Nel corso dei lavori, i promotori di un documento hanno spiegato che "Agrinews" è il titolo di un reportage video realizzato nell'area napoletana che si sofferma sugli elementi di criticità del sistema agroalimentare, esaminandone le diverse componenti attraverso il coinvolgimento di imprenditori, operatori del comparto agroalimentare, rappresentanti delle istituzioni e del mondo dell'associazionismo.
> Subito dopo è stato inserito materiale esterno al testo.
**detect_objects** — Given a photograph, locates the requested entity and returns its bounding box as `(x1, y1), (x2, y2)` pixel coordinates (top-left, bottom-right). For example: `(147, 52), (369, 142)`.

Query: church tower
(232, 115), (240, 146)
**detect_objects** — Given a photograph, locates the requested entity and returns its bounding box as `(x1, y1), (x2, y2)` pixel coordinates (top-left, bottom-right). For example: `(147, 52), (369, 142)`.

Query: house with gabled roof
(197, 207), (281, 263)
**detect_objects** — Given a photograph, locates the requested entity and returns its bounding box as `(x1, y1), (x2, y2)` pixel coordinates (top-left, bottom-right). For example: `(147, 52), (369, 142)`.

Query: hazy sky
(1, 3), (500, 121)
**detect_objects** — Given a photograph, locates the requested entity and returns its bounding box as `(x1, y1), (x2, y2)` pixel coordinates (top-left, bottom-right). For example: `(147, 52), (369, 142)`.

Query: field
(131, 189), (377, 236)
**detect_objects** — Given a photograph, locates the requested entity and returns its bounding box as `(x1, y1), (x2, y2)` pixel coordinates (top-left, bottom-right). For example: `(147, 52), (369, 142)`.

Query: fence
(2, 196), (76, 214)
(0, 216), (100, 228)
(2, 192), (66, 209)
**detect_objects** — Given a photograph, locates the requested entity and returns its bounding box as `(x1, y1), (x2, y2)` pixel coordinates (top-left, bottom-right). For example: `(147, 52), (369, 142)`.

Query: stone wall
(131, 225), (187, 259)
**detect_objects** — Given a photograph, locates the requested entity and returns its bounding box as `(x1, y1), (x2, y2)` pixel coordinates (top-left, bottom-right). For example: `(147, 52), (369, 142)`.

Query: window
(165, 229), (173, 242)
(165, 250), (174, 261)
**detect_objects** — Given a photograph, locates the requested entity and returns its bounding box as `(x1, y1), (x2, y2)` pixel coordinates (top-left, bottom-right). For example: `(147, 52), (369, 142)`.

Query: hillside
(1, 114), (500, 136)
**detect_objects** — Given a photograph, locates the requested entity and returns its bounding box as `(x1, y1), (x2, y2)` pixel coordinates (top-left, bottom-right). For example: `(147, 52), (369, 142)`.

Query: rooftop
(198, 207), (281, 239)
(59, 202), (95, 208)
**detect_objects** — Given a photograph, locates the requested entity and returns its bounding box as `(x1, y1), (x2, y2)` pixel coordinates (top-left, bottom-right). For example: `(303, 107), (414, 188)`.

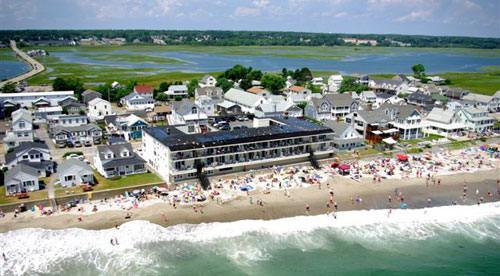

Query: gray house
(94, 143), (147, 178)
(5, 164), (40, 195)
(59, 158), (94, 186)
(82, 89), (102, 105)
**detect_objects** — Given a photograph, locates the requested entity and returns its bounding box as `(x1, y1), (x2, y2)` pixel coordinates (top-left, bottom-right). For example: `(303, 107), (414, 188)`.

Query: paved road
(0, 40), (45, 87)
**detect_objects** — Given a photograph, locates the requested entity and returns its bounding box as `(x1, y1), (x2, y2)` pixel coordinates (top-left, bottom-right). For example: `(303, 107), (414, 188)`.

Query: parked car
(219, 124), (231, 130)
(236, 115), (248, 122)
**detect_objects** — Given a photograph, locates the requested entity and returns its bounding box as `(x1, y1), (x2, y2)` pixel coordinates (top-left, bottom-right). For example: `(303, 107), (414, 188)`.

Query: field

Il programma andrà in onda dal mese di giugno nel circuito televisivo regionale, privato e pubblico.
Gaetano Gargiulo, presidente della Cia di Napoli, ha sottolineato lo straordinario sforzo messo in campo dall'organizzazione per indurre ad una riflessione attenta e qualificata su temi di importanza strategica per le imprese e per i consumatori in una stagione dove i riflettori sono accesi continuamente su diverse emergenze ambientali e sociali che condizionano lo spirito d'iniziativa e di imprenditorialità.
Gaetano Cola, presidente della Camera di commercio di Napoli, ha evidenziato l'importanza di analizzare i fattori che incidono negativamente sull'imprenditorialità napoletana, in particolare nel comparto dell'agroalimentare che rappresenta un fiore all'occhiello dell'economia partenopea.
Ilaria Ascione, coordinatrice dei programmi realizzati dalla Cia, si è soffermata sulla originalità e sulla qualità delle iniziative realizzate, pensate per una platea di destinatari differenziata: imprese, istituzioni, tecnici, cittadini consumatori e soprattutto bambini della scuola dell'obbligo che sono indubbiamente protagonisti di questa "rivoluzione" alimentare, ma anche sociale e culturale.
"Ci siamo affidati -ha detto Ascione- ad una esperta comunicatrice per l'infanzia come la professoressa Cecilia Coppola, per realizzare una guida alla filiera agroalimentare".
Alle iniziative hanno partecipato, inoltre, Aniello Troiano, presidente della Cia della Campania; Benedetto Di Maggio, presidente regionale della Federconsumatori, Antonio Lombardo, direttore dei servizi veterinari; Domenico Mollica, presidente dell'ordine dei veterinari di Napoli; Vincenzo Califano, direttore dell'Osservatorio economico Cia per il meridione, nonché la scolaresca delle elementari di Lago Patria.